(January 17, 2002)
The People of the State of New York, Respondent, v Solomon J. Jones, Jr., Appellant.
[736 NYS2d 192]
[MAJORITY — Rose, J.]
Rose, J.
Appeal from a judgment of the County Court of Broome County (Smith, J.), rendered February 7, 2000, upon a verdict convicting defendant of the crime of burglary in the second degree.
Upon his conviction for entering and taking personal property from an apartment in the City of Binghamton, Broome County, defendant was sentenced as a second violent felony offender to a determinate prison term of 8x/2 years. He now appeals.

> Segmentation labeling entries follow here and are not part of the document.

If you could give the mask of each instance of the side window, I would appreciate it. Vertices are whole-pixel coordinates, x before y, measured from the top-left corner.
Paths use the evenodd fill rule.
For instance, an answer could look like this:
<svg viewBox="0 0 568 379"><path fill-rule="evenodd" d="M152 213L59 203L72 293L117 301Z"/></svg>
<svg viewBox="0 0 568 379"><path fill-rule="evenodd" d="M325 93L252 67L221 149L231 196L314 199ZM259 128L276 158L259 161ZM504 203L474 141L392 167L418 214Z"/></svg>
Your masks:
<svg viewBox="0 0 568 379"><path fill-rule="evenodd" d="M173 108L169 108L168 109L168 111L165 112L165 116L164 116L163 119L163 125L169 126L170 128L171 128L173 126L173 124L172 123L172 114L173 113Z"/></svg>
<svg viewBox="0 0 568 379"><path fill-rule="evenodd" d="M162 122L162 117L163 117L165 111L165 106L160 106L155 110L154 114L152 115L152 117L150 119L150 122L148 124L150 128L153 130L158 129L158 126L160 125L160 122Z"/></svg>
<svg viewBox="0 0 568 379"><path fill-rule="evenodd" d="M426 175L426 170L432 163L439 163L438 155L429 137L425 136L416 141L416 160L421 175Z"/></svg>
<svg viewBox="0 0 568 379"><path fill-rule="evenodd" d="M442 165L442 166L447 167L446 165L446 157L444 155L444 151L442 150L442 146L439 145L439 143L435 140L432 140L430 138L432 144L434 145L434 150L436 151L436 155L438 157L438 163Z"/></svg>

We find no merit in defendant’s contention that his conviction should be reversed because his status as a parolee was improperly disclosed to the jury despite County Court’s Sandoval ruling precluding any mention of prior parole violations. Due to defendant’s failure to either object to the prosecution’s alleged violation of that ruling or request a curative instruction, the issue is unpreserved for our review (see, CPL 470.05 [2]; People v Walker, 249 AD2d 15, 16; People v Valenti, 199 AD2d 617, 618, lv denied 83 NY2d 811). Were we to review it, we would nevertheless find any error resulting from the arresting officer’s fleeting mention of a parole hearing on cross-examination to be harmless in light of the overwhelming proof of defendant’s guilt (see, People v Boose, 234 AD2d 911, 912, lv denied 89 NY2d 984).
We also disagree with defendant’s contention that the evidence was legally insufficient to sustain his conviction and that the jury failed to properly weigh the evidence. Evidence is legally sufficient where, “ ‘after viewing the evidence in the light most favorable to the prosecution, any rational trier of fact could have found the essential elements of the crime beyond a reasonable doubt’ ” (People v Contes, 60 NY2d 620, 621, quoting Jackson v Virginia, 443 US 307, 319 [emphasis in original]; see, People v Cabey, 85 NY2d 417, 420; People v Board, 268 AD2d 795, 796). Here, police officer Christopher Braceo testified that, near a building located only a short distance from the apartment in question, he had observed defendant carrying luggage containing items of property later determined to belong to the residents of the apartment. When defendant attempted to flee, Braceo pursued and apprehended him. The luggage was then found near where Braceo had first observed defendant, and additional stolen property, including the wallet of one of the victims, was found later in a chair in a police station hallway where defendant had been held in custody. In addition, the testimony of a forensic scientist established that pieces of glass found in defendant’s sneaker were consistent with broken glass found at the apartment. Although this evidence is circumstantial, the jury could have reasonably inferred that defendant was the person who burglarized the apartment from his unexplained and exclusive possession of the victims’ property, his flight from Braceo and the pieces of glass in his sneaker. Our independent review of the trial evidence (see, People v White, 261 AD2d 653, 656, lv denied 93 NY2d 1029) also leads us to conclude that the jury accorded the evidence its proper weight (see, People v Bleakley, 69 NY2d 490, 495).
Finally, in light of defendant’s extensive criminal record, we are unpersuaded that his age and illnesses render the sentence harsh and excessive (see, People v Mayerhofer, 283 AD2d 672, 675; People v Gaddy, 191 AD2d 735, 736, lv denied 82 NY2d 718).
Cardona, P.J., Peters, Mugglin and Lahtinen, JJ., concur. Ordered that the judgment is affirmed.